Ships can either wait at the river's mouth in Astoria, far from their destination ports upriver, or they can drop anchor and hire a tugboat to help hold them in place, which a corps publication claims can cost hundreds of dollars per hour.
The two anchor buoys at river mile 72 and the third near Vancouver are expected to be installed in August of 2012 at a total cost of around $1.5 million, Dasso said. He said the federal government will pay for 75 percent of the cost with the ports of Longview, Kalama, Portland and Vancouver picking up the remaining 25 percent.
The project still must be approved by the assistant secretary of the Army, Dasso said.
Frank Oliver, a Pescott city councilman, said he and his neighbors were blind-sided by plans to moor the ships near their homes and that the town doesn't have the money to fight he plan.

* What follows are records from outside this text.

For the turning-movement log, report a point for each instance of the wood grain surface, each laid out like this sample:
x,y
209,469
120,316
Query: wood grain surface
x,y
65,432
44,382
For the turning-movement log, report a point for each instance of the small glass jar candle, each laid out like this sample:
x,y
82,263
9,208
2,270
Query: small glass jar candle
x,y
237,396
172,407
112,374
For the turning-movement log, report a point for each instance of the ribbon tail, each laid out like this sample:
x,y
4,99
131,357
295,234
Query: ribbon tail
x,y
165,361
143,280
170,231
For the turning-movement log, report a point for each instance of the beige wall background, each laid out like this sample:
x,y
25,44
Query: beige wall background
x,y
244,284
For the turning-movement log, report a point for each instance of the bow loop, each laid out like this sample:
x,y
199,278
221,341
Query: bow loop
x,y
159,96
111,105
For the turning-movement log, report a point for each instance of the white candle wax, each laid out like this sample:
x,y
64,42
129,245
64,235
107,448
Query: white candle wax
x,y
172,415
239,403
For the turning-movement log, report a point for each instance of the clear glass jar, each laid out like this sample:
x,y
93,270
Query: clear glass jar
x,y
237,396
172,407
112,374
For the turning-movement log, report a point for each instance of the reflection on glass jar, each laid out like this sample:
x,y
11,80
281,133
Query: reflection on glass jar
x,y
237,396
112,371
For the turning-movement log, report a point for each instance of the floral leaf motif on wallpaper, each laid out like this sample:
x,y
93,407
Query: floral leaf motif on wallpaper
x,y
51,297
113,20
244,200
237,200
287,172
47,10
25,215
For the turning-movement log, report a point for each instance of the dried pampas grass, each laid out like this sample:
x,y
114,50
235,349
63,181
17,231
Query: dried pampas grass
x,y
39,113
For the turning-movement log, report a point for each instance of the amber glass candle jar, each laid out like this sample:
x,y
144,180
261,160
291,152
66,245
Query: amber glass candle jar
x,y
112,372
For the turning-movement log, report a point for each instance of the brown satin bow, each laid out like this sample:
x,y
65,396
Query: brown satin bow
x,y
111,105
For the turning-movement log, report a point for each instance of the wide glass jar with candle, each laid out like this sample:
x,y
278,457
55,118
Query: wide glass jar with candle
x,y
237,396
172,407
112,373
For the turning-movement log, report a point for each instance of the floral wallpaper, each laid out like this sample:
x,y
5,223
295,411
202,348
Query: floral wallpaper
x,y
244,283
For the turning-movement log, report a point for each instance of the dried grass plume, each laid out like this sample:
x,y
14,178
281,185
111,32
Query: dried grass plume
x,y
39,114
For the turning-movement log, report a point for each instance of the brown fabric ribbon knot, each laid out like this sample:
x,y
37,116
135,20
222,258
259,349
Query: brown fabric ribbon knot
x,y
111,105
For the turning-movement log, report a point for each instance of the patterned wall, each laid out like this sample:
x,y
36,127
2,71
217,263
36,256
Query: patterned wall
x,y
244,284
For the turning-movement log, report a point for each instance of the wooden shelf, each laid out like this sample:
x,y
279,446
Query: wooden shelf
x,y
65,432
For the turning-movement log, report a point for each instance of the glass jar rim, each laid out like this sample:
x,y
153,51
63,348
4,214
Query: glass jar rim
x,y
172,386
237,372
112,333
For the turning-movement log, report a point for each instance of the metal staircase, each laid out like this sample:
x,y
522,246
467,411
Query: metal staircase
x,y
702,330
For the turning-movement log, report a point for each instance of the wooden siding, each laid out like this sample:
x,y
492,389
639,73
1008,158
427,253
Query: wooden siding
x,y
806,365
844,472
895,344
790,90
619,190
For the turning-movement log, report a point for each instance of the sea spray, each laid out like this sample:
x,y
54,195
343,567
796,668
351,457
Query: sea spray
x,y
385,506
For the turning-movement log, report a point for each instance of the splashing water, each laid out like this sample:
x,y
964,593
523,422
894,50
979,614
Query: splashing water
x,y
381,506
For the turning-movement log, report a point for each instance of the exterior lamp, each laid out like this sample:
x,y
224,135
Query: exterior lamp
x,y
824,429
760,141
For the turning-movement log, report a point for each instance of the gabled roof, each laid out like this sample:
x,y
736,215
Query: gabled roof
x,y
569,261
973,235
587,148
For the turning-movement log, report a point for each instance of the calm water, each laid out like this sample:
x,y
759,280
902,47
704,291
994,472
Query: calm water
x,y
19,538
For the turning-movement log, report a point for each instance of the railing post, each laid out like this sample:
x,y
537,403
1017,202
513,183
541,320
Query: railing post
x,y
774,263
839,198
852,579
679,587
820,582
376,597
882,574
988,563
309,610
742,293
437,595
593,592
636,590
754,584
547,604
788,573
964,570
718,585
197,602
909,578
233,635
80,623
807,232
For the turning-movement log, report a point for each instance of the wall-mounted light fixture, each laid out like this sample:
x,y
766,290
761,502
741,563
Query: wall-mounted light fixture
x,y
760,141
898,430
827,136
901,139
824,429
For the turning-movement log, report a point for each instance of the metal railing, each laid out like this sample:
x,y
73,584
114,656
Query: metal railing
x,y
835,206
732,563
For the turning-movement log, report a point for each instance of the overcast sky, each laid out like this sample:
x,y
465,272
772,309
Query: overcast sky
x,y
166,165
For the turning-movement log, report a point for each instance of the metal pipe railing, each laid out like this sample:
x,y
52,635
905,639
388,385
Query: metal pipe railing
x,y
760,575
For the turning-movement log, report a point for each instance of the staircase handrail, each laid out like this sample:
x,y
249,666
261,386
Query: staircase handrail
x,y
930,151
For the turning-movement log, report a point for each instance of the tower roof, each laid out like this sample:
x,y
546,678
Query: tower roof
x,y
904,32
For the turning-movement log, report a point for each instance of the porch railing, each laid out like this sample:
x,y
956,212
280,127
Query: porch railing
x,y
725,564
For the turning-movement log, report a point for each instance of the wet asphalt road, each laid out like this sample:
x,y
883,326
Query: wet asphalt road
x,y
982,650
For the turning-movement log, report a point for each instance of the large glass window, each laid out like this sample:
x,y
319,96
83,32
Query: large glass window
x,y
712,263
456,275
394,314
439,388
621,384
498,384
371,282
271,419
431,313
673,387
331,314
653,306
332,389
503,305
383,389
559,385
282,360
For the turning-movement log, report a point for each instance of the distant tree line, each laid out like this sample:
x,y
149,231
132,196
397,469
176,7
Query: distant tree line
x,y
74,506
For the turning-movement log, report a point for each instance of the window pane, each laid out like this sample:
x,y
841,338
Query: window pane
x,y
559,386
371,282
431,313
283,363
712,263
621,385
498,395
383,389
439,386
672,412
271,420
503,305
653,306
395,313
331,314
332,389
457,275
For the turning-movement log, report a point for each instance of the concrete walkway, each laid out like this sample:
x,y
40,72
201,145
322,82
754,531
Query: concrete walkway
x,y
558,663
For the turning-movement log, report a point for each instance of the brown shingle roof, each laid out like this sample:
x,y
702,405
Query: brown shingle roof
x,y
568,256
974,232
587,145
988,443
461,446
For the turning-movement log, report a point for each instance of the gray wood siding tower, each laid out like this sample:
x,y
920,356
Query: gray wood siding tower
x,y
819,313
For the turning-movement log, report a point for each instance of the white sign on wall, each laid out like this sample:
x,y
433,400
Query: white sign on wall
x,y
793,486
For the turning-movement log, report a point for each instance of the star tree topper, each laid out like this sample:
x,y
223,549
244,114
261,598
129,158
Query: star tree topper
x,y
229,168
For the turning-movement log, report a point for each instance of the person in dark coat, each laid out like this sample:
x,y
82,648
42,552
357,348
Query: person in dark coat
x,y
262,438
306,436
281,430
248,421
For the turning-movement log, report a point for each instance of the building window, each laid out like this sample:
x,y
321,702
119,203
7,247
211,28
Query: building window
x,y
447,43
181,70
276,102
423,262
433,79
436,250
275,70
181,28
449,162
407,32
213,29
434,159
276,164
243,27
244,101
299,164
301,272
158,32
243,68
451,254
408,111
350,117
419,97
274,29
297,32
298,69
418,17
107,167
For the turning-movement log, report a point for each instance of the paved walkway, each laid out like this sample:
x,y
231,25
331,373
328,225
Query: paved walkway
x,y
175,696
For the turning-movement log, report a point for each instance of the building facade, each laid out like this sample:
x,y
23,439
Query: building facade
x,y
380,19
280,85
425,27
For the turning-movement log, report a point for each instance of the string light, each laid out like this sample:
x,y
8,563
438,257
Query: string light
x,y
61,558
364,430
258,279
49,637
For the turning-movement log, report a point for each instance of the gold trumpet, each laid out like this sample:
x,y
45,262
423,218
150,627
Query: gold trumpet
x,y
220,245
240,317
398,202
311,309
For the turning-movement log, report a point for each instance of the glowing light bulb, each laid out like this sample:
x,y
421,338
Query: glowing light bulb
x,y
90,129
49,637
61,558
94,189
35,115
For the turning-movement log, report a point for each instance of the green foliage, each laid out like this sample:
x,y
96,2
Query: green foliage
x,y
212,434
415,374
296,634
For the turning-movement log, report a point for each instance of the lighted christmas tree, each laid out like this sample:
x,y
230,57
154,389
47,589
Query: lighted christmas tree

"The Podunk city of Prescott doesn't have any say about it," said Oliver, who believes the view from his deck will be obstructed by the ships. "We have no commerce. We have no industry here. We don't even have a bait shop, a store. Nothing.... We feel defenseless. We feel run over."
Dasso said he believes the neighbors' concerns about excess noise and light as well as engine fumes could be handled by establishing rules for vessels moored in the area, but isn't sure what he can do about preserving Prescott residents' views of the river.
"These ships, whether at an anchor buoy or whether a tug's holding them in place, they're out there on the river," Dasso said. "Someone else on the river is having to look at them now versus the Prescott people. ... Whose view of the world is more important? I don't know."